La réforme du marché du carbone pensée par la Commission européenne est passée quelque peu inaperçue dans l’annonce du Paquet Climat 2030. Elle contient pourtant un dispositif détonnant et crucial, sur lequel se se penchent actuellement des universitaires d'une part, et d'autre part huit inspecteurs des finances à qui une mission a été confiée début décembre 2013.

Les ministres de l'Economie, Pierre Moscovici, et de l'Environnement, Philippe Martin, ont demandé à l'inspecteur des finances Jean-Michel Charpin de prendre la direction d 'une mission spécifique, chargée d'émettre des propositions pour déterminer la position de la France sur le Paquet Climat 2030. La mission devra transmettre ses conclusions aux ministres fin février.
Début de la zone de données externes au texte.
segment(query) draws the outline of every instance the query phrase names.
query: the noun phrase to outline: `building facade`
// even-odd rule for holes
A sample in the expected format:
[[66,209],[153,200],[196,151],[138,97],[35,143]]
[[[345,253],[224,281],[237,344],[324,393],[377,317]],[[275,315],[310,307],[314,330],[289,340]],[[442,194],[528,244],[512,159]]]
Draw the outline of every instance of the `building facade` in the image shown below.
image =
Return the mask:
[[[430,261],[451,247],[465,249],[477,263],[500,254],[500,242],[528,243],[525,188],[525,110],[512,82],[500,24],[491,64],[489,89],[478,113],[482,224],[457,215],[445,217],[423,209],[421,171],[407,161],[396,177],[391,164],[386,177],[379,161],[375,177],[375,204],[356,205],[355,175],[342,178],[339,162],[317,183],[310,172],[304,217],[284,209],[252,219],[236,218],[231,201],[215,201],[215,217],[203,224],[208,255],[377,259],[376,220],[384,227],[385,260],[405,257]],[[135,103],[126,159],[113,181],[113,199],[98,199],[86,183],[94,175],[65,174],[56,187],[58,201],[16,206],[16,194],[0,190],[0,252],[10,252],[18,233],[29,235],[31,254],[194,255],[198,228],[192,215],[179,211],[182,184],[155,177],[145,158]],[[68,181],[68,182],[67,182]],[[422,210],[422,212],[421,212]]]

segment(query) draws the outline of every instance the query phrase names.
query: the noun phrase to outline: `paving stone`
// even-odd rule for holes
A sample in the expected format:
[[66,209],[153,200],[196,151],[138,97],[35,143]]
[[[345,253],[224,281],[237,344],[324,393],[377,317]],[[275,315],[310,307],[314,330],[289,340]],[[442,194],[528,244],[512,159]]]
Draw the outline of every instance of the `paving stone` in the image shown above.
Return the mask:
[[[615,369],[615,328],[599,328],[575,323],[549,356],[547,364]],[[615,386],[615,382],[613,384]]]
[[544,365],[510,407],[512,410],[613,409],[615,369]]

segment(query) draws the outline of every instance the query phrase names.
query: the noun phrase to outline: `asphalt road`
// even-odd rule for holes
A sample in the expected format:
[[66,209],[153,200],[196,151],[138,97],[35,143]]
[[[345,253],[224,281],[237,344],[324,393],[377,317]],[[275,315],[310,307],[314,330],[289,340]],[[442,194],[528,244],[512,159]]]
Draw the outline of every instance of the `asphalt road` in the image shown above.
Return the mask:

« Sur ce sujet, il est évident que la question du marché du carbone est essentielle" explique Jean-Michel Charpin. « Les prix à 5 euros ne sont pas satisfaisants, il y a un consensus sur le sujet. Et les solutions ne sont pas simples » ajoute le haut fonctionnaire.

La proposition de création d’une « réserve » de quotas, officiellement destinée à stabiliser le marché, fait notamment débat, si l'on en croit la Chaire Economie du Climat, rattachée à Paris Dauphine et à CDC Climat. Cette dernière a analysé de près les propositions de l’exécutif européen, à l’aide d’un modèle économétrique baptisé Zéphyr.

La bonne nouvelle, c’est que selon les premières conclusions des économistes, le mécanisme proposé permettra bien de faire grimper les prix, du moins à partir de 2021.

En effet, les installations industrielles verront le nombre maximum de quotas alloué chaque année se réduire significativement. Les 12.000 sites industriels du système communautaire d’échange de quotas d’émission devront se plier à une réduction de 43 % de leurs émissions de CO2 entre 2005 et 2030.

Un robot aux manettes

La mauvaise nouvelle vient du mécanisme de stabilité prévu par la Commission. Il serait, selon la Chaire, source… d’instabilité.

Son fonctionnement n’est pas des plus simples : il consiste à évaluer, par le biais d’un robot, le nombre de quotas encore en circulation et non utilisés, et ce depuis le début du marché, en 2008.

En fonction de la liquidité du marché, un plafond et un plancher déclencheront mises au placard et libération de quotas.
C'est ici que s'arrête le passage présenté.